To ze niektore gry wygladaja super z RTX ON, to nie cudowna zasluga samej technologii, tylko jej UMIEJETNEJ implementacji. Pod wzgledami technologicznymi i artystycznymi.
Niestety dla wiekszosci devsow wystarczy odpierdolic jakis preset od nVidii i uwazaja ze roznice w kontrascie miedzy cieniem a sloncem jak na asfaltowej drodze pod slonce o 6 rano sa spoko.
Gry fenomenalne pod wzgledem graficznym i artystycznym (takie jak Cyber) nadal wygladalyby lepiej niz koslawe, presetowe implementacje RTX z innych gier, nawet z prebaked cieniami i oswietleniem.
To jest kwestia umiejetnego i z artystycznym smakiem wykorzystania technologii, nie jakiejs dziwnej, wmawianej nam magii tejze samej w sobie.
Zgadzam się z panem Strażnikiem i panem Kwisatz_Haderach
"To jest kwestia umiejetnego i z artystycznym smakiem wykorzystania technologii"

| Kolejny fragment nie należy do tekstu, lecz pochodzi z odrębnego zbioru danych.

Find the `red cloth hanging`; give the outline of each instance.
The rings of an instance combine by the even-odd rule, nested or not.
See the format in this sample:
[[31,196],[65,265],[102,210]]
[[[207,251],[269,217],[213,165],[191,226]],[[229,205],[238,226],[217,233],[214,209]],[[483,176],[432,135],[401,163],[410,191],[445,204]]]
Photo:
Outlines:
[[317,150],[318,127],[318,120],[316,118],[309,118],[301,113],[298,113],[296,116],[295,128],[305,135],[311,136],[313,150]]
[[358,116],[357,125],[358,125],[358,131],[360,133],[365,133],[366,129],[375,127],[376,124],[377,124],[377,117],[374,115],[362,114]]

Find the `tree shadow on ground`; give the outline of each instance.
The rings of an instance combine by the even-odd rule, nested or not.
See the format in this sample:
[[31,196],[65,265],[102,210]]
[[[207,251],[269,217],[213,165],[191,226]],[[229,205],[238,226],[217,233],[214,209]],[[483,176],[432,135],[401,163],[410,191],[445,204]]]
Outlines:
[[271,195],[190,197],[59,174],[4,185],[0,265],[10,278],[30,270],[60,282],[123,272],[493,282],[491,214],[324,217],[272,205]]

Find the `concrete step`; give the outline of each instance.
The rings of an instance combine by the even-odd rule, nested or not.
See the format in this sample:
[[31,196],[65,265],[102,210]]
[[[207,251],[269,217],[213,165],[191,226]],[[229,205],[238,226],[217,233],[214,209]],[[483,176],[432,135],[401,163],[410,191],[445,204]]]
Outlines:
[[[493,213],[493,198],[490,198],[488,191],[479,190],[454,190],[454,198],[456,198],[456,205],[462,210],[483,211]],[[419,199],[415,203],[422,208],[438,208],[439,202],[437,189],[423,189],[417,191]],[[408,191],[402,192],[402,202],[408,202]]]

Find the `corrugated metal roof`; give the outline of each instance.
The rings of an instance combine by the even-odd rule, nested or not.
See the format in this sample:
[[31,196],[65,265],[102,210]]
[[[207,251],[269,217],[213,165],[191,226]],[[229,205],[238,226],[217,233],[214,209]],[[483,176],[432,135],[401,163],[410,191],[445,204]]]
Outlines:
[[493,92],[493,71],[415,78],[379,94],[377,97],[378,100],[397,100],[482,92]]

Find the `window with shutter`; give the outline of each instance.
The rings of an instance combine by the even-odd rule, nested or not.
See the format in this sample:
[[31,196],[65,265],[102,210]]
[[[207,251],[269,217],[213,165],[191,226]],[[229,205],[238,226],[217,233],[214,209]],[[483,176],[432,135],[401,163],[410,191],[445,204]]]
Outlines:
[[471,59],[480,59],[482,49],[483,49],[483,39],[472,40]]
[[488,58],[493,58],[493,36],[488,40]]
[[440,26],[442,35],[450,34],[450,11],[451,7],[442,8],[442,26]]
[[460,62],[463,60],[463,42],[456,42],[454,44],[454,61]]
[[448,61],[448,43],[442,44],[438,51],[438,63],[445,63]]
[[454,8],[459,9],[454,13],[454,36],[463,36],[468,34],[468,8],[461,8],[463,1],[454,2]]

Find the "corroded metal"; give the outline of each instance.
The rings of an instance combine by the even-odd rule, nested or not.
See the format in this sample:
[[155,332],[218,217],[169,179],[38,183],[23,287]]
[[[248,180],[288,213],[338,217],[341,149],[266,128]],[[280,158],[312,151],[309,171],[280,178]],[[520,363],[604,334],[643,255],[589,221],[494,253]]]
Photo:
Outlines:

Przecież to oczywiste. Tyczy się każdej nowinki technologicznej. To, że masz dostępne jakieś narzędzia to jedno, ale drugie to czy potrafisz je wykorzystać. Ale wasze wypowiedzi,
"można byłoby poważniej zadawać pytania czemu te wymagania sprzętowe gier tak wzrastają"
Wzrastają co generację kart, bo tak to działa, zawsze działało i będzie działać. Za parę miechów Nvidia wyda nowe RTXy, pewnie jakieś DLSS 4 czy inne cuda, i znowu pójdą w górę.
Samo RT jest świetne, no ale nikt Cię nie zmusza do korzystania z niego. Przynajmniej ja jeszcze nie trafiłem na grę, w której RTX ma wymuszone ON :P
Do uber-realizmu (jakieś symulacje itp.) w teorii powinno wystarczyć samo RT, bo nie ma tu twórczego przekształcania świata.
Ale okazuje się, że taki hiper-realizm jest dobry do jakiegoś Flight Simulatora czy Army, może jakiegoś nowego Ghost Reckona, natomiast w innych produkcjach garcze chyba wciąż oczekują trochę klimatu, magii, itp.
Tak, w pełni się zgodzę. Sam design świata gry, styl graficzny, fizyka, czy inne małe smaczki i detale zawsze są na pierwszym miejscu. Dlatego dla mnie obecnie jedną z najbardziej imponujących technologicznie gier jest The Legend of Zelda: Tears of the Kingdom ;) No ale, tak marząc sobie, jakby to było jeszcze lepsze jakby wyszło na jakąś mocniejszą platformę niż Switch ;)
Gość pisze, że gra jest świetnie zoptymalizowana a twórcy biją się w pierś, że jednak nie.
"W ogólnym rozrachunku Star Wars: Outlaws broni się od strony technicznej. Jak widzicie, początkowe obawy o niską jakość oprawy graficznej były bezpodstawne, a niesławne gameplaye musiały pochodzić z jakiejś bardzo wczesnej, kiepsko wyglądającej wersji testowej. " Co?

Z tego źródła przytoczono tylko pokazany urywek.